Yes. Andreas, we track kind of these numbers, and I can tell you that what we're seeing in terms of number of cartons devices per patient for that initial prescription is slightly higher than what we've seen previously in the market. So these are things that we continue to drive our field teams to the points you made, especially with kids. Parents want the kids to have one with them at all times. They want to have one in the house, just in case. So as Rich said, we are seeing multiple packs. It's messaging that will continue to drive. And there's a lot of programs, too, that we're doing through neffyconnect, but also even at the point of purchase, if a patient goes in and is covered. One thing that we updated a few months back was that we'll just charge one co-pay of $25 for multiple cartons. So again, we see this as an opportunity to drive that even higher in the months to come. But definitely, really nice increase that we're seeing over the last couple of weeks and months in terms of the number of cartons per prescription.

Operator

Our next question comes from the line, Ryan Deschner with Raymond James.

Speaker 8

Congratulations on the quarter and the script growth. I wanted to ask, how are you thinking about the timeline for feeling the full impact of the DTC campaign ramp, expanded reach from the ALK promotion, and availability of the 1 mg neffy? And do you feel like these factors have come online quickly enough to fully take advantage of the August epinephrine peak? And will these factors still be enough of an acceleration mode to potentially even sustain quarter-on-quarter growth in 4Q despite seasonality? And then...

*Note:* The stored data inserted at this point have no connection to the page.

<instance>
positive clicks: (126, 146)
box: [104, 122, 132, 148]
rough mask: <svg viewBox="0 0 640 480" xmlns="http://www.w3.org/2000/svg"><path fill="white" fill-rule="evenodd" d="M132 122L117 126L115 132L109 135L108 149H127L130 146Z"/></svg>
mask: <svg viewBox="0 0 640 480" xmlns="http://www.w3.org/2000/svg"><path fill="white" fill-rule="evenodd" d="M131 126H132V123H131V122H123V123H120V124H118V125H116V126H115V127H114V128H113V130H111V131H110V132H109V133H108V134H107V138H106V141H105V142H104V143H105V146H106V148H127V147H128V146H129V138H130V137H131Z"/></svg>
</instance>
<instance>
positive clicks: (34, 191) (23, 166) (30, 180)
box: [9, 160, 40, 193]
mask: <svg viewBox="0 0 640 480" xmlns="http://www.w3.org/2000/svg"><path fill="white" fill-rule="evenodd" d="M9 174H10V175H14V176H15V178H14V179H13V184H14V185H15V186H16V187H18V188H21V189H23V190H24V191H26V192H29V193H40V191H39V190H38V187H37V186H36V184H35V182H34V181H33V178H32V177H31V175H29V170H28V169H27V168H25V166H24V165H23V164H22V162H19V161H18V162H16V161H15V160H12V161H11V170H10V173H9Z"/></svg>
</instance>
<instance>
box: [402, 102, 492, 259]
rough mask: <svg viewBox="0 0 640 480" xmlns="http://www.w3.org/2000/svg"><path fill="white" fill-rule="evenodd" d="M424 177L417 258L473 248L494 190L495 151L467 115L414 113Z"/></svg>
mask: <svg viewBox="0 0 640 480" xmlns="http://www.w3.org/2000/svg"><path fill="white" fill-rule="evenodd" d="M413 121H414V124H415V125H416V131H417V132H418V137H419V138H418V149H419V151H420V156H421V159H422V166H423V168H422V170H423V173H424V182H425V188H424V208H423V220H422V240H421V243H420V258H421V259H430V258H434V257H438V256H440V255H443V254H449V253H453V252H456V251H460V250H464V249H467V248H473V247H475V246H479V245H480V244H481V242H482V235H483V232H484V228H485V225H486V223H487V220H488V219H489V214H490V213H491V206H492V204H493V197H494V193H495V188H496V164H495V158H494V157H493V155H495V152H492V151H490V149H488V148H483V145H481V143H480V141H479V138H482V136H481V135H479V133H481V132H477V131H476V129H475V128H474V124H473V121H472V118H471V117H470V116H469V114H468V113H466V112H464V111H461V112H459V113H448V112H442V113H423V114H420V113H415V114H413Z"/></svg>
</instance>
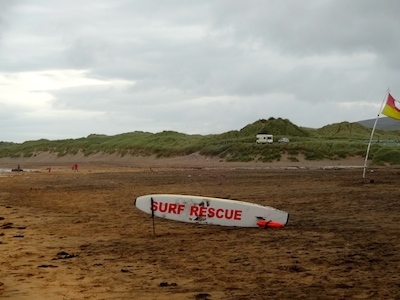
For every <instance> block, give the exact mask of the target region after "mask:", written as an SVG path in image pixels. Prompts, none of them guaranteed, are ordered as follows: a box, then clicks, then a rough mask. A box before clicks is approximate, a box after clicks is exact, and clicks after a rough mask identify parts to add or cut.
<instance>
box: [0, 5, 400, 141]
mask: <svg viewBox="0 0 400 300" xmlns="http://www.w3.org/2000/svg"><path fill="white" fill-rule="evenodd" d="M399 28H400V1H398V0H381V1H376V0H303V1H298V0H285V1H281V0H240V1H239V0H213V1H208V0H204V1H198V0H169V1H166V0H164V1H161V0H146V1H138V0H137V1H135V0H113V1H109V0H86V1H82V0H80V1H76V0H68V1H66V0H64V1H63V0H53V1H48V0H13V1H3V0H1V1H0V126H1V127H0V141H6V142H16V143H22V142H24V141H31V140H39V139H49V140H60V139H71V138H72V139H75V138H81V137H86V136H88V135H90V134H106V135H116V134H120V133H126V132H133V131H145V132H153V133H156V132H161V131H164V130H172V131H178V132H181V133H186V134H202V135H206V134H219V133H223V132H227V131H230V130H240V129H241V128H243V127H245V126H246V125H248V124H251V123H253V122H255V121H257V120H259V119H269V118H271V117H274V118H283V119H288V120H290V121H291V122H292V123H294V124H295V125H297V126H304V127H311V128H321V127H323V126H325V125H329V124H333V123H339V122H344V121H348V122H357V121H360V120H365V119H373V118H376V117H377V115H378V114H379V113H380V107H381V105H382V103H383V102H384V100H385V95H386V92H387V90H388V88H389V89H390V92H391V94H392V95H393V97H394V98H398V99H400V30H399Z"/></svg>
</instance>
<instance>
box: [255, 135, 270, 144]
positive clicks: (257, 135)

Yes, Ryan, I'll start with that. The usual timeframe is 12 to 16 weeks, but we understand that given the peak in August and September, we anticipate that the increased awareness will have an effect during that time, as many people have already scheduled their appointments. The delay in the impact of the direct-to-consumer campaign is primarily due to the need for consumers to see the ad several times, reflect on it, conduct their research, and then take action. Particularly in the allergy market, there's often a three-month wait to get an appointment. So, once they’ve seen the ad enough times and decide they're interested in scheduling an appointment, we know that many, especially children, will have already made their appointments ahead of time during the summer. We expect to see a positive impact and believe this will support us in having a strong second half of the year. Sorry, what was your second question?

Speaker 8

Yes. Will these factors be enough really to be in enough of an acceleration mode to sustain quarter-on-quarter growth in 4Q despite that seasonality? And then I also wanted to ask, what would you consider the biggest indicators going forward that neffy is starting to make meaningful bites out of the larger blue sky market that doesn't regularly carry or use epinephrine?

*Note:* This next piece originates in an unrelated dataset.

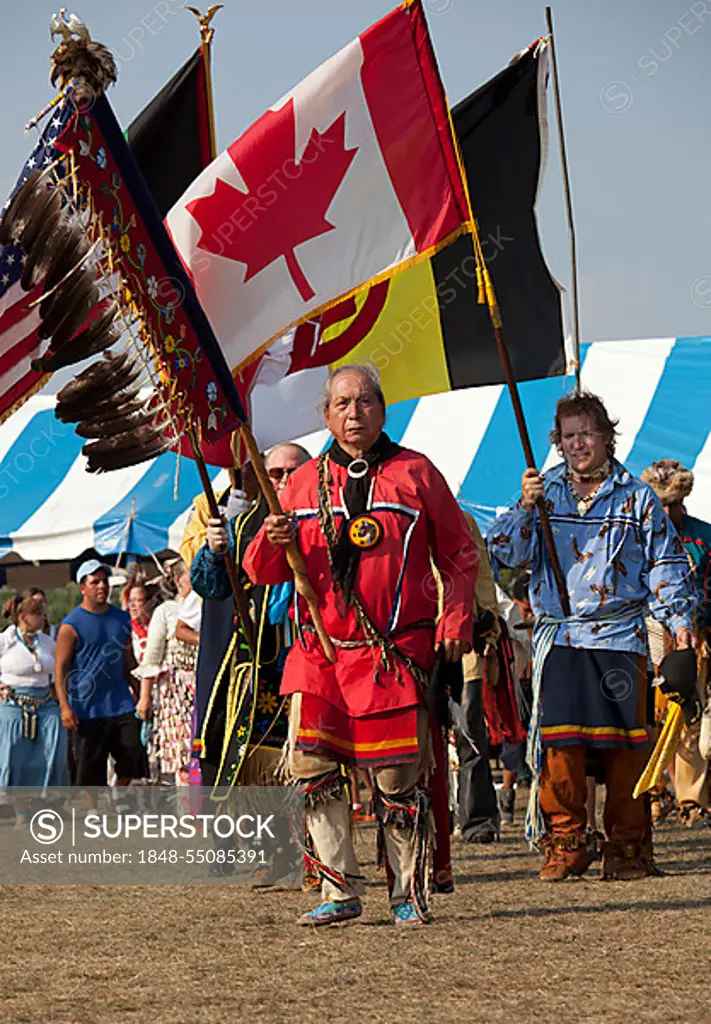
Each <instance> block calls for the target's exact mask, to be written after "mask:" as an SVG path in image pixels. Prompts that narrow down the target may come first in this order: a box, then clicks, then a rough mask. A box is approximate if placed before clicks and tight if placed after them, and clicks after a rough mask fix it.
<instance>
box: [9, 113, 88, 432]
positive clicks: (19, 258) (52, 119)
mask: <svg viewBox="0 0 711 1024" xmlns="http://www.w3.org/2000/svg"><path fill="white" fill-rule="evenodd" d="M73 114H74V106H73V105H72V103H71V102H69V101H65V102H64V103H62V104H61V106H60V108H58V110H57V111H56V112H54V113H53V116H52V118H51V120H50V121H49V122H48V123H47V125H46V126H45V129H44V131H43V132H42V134H41V136H40V139H39V141H38V143H37V145H36V146H35V148H34V150H33V151H32V153H31V154H30V157H29V158H28V161H27V163H26V164H25V166H24V167H23V170H22V173H20V175H19V177H18V178H17V182H16V184H15V186H14V188H13V189H12V193H10V196H9V197H8V202H9V200H10V199H11V198H12V196H13V195H14V193H15V191H16V190H17V188H19V186H20V185H22V183H23V181H25V179H26V178H27V177H28V175H29V174H31V173H32V171H34V170H37V169H41V168H44V167H48V166H49V165H50V164H52V163H53V162H54V161H55V160H56V159H57V158H58V157H59V156H60V151H59V148H58V147H57V141H58V140H59V139H60V138H61V136H62V135H64V133H65V131H66V129H67V127H68V125H69V123H70V120H71V118H72V116H73ZM3 212H4V210H3ZM24 265H25V253H24V252H23V247H22V246H20V245H19V243H14V244H13V245H9V246H0V423H2V421H3V420H5V419H6V418H7V417H8V416H9V415H10V413H12V412H13V410H15V409H16V408H17V406H19V404H22V403H23V402H24V401H26V400H27V399H28V398H29V397H30V395H32V394H34V392H35V391H37V390H38V389H39V388H41V387H42V385H43V384H44V383H45V382H46V381H47V380H48V379H49V378H48V376H43V375H42V374H37V373H35V372H34V371H32V370H31V369H30V362H31V360H32V359H33V358H35V357H37V356H38V355H39V354H40V349H41V348H42V345H43V344H46V343H43V342H42V341H40V339H39V338H38V337H37V329H38V327H39V324H40V314H39V308H38V307H36V308H35V309H31V310H28V305H29V304H30V303H31V302H32V301H33V299H35V298H37V297H38V296H39V295H40V294H41V291H42V284H40V285H38V287H37V288H36V289H35V291H33V292H30V293H28V292H26V291H24V290H23V288H22V286H20V284H19V279H20V276H22V273H23V267H24Z"/></svg>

Yes, I am confident that our quarter-over-quarter growth will continue. To answer your question, we haven't conducted a detailed market analysis on the sources of prescriptions yet. However, we have heard anecdotal evidence that many people who have never used an auto-injector are purchasing neffy. This includes some investors who are allergy patients and have avoided auto-injectors but have chosen neffy instead. Most of our current insights are anecdotal, but there seems to be a healthy mix of customers from various segments. The easier switchers are those already familiar with epinephrine and are simply looking for an alternative to their current auto-injectors. Anecdotal feedback suggests there are customers coming from all segments. As mentioned, we plan to perform a more thorough market analysis later this year after achieving a specific market share, which will enable us to better understand where our patients are coming from.

Operator

And I'm not showing any further questions at this time. And as such, this does conclude today's presentation. We thank you for your participation. You may now disconnect, and have a wonderful day.